(This is a re-post from Intel Software Network)
Continuing to eat our own dog food (i.e. to use Intel tools) let me share some recent practical experience.
I was measuring the parallelized part of the ACIS-SAT converter of CAD Exchanger (my personal project) to investigate its scalability. (SAT is a file format of ACIS, a well known 3D modeling kernel) The way to do this was to execute the same test case on the same architecture (e.g. Core 2 Duo or Core i7) changing the number of threads. Obviously, the ideal curve is 1/n where n is a number of cores. Below is the data I collected on a few files:
It includes measurements made on Core based Xeon 5300 (Clovertown) and the Corei7-based Xeon 3500 (Nehalem). Both are 4 cores with HT (hyper-threading). As you can see, Core i7 outpaces Core (each dashed curve is below the solid one) but the nature of the curve is the same for any file – it scales well from 1 to 2 to 4 but then becomes almost a constant (except maybe the pink one which corresponds to rather small ACIS file).
So why is that ? Discussing this issue with my colleagues at Intel, the first guess was that the application consumes all the bus bandwidth trying to load data from memory. That is, though the cores are free to execute the application cannot be fed it with data. We used another experimental Intel tool (Intel Performance Tuning Utility, available for free download at http://whatif.intel.com) to check this. This did not prove to be true – the experiments showed that though there are a lot of objects in memory they are allocated quite locally and can fit into Level 2 cache and so there are no bottlenecks of working with RAM.
So what else then ? Another guess was HT and that the OS perhaps not optimally distribute the workload among the cores and that a work running on the same core (there are actually 4 physical cores) but in different threads start competing for data. So I took another machine with 2 processors (i.e. 8 physical cores) with disabled HT. The data slightly changed – running in 5 threads gave speed up over 4 cores but then again, the time remained flat when increasing number of threads from 5 to 8.
To dive deeper into what happens I launched Intel Thread Profiler which (along with VTune Performance Analyzer) is a predecessor of Parallel Amplifier but has a nice feature which is not yet available in Amplifier – timeline.
I only focused on the parallelized part (highlighted on the image below).
As we can see, 7 other threads already finished their work (dark green became light green) while one thread (in this case, thread 1) continued to work. So this was an obvious example of non-scalability – adding more threads won’t help as there was only one working !
I execute parallel processing using tbb::parallel_for which has parameters of grain size and a partitioner. They define how the work is split into chunks. To track how TBB does this I used profiling API that added some marks to the timeline indicating start and end of processing each solid and their indexes.

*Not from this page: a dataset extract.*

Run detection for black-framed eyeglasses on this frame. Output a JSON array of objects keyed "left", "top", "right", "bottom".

We can see now that this time thread 5 was given the largest solids with indexes 14 and 15. That is, default values for grainsize and portioning strategy resulted that one thread was given several complex solids in a row which caused longer time to complete. Given that processing each solid involves multiple complex algorithms, it is safe to split processing into one solid at a time (this outweighs overhead implied by TBB for splitting). Here is a new code:
//use simple partitioner and grain size of 1 to ensure individual processing
This immediately resulted in better performance! While one thread was processing a complex solid others were given those which remained. Of course, even in this case the duration will always be defined by the longest time of one solid processing. Moreover, even with such simplified approach there are still rooms for improvements – e.g., the workload can be sorted in the order of decreasing complexity. This will ensure that the ‘heaviest’ solids will be distributed and processed first, while ‘lighter’ solids will be deferred. This will significantly reduce chances of imbalances. Of course, this recommendation assumes that sorting is substantially faster than processing itself.
So, I hope this post will make you think how your workload is really parallelized, how you can use Intel tools to see this and how you can manage and improve it.